Design, setting and participants: Participants from three rural sites of a New South Wales non-government agency completed family care plans between 2008 and 2010. They included 44 parents and 41 children from 37 families where at least one parent had a dual diagnosis or mental illness. Family care plans were analysed to identify the frequency and progress of child and parent goals across 11 domains.
Main outcome measures: Goals identified by parents and children, and change scores over a 12-month period.
Results: Children most frequently set goals to enhance their knowledge of mental illness, schooling, family connectedness and interpersonal skills.

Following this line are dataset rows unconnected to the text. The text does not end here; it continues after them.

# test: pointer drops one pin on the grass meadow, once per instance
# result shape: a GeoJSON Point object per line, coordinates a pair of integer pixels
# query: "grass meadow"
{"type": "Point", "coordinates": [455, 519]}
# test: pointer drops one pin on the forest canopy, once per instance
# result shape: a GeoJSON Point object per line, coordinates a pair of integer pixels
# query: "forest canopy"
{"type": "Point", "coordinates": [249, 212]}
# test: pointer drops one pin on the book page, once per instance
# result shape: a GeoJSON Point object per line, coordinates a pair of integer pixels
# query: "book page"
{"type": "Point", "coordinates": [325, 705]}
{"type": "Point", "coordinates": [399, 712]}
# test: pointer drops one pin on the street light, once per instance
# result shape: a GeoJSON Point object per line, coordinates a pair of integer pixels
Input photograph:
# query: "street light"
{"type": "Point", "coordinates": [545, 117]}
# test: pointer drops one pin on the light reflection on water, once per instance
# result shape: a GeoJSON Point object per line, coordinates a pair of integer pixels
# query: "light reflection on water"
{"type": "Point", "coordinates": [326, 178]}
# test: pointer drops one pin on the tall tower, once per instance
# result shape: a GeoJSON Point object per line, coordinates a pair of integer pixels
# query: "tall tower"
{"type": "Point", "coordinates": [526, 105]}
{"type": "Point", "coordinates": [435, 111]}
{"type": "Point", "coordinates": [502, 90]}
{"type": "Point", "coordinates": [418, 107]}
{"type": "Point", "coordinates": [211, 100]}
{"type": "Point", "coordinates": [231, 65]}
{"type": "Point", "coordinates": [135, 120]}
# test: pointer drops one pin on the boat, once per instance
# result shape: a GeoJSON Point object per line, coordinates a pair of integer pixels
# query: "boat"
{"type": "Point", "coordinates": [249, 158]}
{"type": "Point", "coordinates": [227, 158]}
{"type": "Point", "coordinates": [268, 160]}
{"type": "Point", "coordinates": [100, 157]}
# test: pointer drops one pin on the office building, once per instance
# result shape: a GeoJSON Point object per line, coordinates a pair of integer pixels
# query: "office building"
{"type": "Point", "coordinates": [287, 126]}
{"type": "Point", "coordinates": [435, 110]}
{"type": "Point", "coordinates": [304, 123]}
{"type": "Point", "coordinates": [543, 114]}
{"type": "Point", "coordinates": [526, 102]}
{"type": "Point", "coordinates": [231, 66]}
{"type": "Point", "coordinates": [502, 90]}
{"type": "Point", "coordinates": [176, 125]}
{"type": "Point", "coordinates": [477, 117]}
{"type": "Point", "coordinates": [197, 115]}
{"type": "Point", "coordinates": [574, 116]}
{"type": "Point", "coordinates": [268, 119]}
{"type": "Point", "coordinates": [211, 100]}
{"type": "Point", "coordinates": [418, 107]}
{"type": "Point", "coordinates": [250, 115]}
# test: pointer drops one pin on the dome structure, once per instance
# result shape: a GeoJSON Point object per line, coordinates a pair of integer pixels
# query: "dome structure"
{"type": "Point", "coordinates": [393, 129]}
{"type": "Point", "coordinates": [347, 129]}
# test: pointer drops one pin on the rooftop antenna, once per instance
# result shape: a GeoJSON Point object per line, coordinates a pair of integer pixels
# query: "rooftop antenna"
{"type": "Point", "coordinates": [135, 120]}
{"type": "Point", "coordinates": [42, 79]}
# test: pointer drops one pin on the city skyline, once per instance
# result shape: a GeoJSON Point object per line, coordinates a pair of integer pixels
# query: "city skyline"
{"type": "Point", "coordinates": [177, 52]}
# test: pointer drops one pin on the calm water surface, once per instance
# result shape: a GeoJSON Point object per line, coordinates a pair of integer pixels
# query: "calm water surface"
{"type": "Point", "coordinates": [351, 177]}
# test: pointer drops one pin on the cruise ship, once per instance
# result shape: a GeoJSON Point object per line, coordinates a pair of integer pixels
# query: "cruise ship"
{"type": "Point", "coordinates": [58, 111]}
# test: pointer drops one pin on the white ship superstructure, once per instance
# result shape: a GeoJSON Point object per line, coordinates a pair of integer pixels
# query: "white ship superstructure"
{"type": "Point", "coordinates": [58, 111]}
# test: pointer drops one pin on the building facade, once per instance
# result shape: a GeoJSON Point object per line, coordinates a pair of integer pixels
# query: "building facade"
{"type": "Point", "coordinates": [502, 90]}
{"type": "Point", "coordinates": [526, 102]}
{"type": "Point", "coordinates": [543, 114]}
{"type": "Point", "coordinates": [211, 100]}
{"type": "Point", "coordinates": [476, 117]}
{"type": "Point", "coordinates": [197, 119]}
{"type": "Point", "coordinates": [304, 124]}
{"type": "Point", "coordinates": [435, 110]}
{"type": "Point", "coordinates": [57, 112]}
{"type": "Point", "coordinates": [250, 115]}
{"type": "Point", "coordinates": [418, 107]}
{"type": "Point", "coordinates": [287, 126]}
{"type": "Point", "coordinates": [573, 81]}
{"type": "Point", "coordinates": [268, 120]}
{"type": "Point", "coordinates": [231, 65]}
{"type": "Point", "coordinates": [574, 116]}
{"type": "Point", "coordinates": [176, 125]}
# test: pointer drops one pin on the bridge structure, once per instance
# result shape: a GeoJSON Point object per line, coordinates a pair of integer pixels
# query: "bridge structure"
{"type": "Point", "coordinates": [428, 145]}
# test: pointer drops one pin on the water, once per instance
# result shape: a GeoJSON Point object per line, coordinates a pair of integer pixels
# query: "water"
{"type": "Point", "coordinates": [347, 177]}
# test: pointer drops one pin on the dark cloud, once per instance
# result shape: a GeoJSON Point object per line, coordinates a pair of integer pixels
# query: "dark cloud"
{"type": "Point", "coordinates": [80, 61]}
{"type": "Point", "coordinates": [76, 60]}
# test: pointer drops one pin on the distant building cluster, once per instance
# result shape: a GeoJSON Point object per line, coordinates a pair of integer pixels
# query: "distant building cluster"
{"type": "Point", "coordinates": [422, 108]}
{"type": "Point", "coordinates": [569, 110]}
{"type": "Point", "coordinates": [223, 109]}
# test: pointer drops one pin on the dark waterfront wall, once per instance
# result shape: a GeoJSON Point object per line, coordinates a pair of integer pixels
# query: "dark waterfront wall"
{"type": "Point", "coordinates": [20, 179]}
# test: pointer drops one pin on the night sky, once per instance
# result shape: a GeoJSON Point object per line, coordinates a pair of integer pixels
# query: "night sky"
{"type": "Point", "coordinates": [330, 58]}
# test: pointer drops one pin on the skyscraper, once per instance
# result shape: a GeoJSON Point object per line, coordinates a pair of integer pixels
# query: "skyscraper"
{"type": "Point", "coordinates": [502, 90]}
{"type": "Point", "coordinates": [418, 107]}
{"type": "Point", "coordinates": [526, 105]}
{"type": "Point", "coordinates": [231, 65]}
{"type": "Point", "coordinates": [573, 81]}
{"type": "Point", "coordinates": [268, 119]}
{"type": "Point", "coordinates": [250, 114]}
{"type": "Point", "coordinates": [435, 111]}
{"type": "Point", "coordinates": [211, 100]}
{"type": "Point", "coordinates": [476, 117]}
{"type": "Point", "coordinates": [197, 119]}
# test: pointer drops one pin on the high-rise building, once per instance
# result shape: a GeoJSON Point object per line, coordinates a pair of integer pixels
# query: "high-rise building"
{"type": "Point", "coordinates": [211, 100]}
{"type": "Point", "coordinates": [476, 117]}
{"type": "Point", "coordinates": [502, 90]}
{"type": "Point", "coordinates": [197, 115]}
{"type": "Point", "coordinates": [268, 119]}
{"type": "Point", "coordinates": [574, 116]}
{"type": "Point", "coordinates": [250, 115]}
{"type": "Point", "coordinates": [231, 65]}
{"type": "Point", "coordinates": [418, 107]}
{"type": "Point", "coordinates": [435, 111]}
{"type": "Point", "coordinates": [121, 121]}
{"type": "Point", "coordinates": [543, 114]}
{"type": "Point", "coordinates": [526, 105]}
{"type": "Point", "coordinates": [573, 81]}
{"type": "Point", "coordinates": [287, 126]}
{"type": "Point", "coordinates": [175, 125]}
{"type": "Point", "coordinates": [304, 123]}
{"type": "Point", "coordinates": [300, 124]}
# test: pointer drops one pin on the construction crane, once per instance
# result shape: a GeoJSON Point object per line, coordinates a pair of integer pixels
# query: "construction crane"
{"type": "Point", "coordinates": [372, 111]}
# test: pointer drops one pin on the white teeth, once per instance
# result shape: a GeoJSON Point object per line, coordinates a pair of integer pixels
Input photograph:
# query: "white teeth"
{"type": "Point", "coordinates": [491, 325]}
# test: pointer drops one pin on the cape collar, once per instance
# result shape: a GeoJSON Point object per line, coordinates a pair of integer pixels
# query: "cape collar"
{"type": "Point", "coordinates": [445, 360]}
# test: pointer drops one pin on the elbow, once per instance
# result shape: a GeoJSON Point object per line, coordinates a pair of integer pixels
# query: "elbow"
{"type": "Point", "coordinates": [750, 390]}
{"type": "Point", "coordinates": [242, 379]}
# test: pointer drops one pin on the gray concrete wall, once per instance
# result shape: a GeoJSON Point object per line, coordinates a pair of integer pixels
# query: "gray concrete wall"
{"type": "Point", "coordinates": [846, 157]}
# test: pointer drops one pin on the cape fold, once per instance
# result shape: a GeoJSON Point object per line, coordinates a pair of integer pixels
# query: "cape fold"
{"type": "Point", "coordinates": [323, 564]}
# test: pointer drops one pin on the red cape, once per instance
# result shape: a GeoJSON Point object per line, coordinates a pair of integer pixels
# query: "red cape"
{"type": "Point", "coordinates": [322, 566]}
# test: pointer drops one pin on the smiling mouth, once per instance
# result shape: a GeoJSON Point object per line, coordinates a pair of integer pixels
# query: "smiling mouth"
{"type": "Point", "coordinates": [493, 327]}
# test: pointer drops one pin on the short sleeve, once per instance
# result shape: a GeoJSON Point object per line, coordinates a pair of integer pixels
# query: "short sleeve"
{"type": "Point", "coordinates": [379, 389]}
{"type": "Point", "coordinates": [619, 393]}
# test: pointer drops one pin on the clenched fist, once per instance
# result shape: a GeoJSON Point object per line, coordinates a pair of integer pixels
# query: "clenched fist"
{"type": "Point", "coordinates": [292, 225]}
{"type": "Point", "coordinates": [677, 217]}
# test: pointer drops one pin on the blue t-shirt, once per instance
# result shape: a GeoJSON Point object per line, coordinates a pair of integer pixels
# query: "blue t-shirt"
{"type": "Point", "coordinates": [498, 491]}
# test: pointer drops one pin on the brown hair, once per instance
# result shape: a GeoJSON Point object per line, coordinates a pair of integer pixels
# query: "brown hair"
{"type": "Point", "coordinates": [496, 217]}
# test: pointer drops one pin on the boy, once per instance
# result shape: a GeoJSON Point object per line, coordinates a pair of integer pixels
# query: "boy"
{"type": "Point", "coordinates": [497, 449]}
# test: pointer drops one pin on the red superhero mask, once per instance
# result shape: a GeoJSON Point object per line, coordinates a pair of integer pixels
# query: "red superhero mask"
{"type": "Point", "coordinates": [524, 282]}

Parents most frequently set goals to improve their knowledge of mental health. Children recorded greatest goal achievement: in enhancing their mental health knowledge, community/social connectedness and accommodation needs. Parents recorded most goal progress in understanding developmental milestones of their children.
Conclusions: Goal setting appears to be an important mechanism for assisting families with complex needs. Clinicians need to address the mental health literacy of families where a parent has a substance use problem and/or mental illness.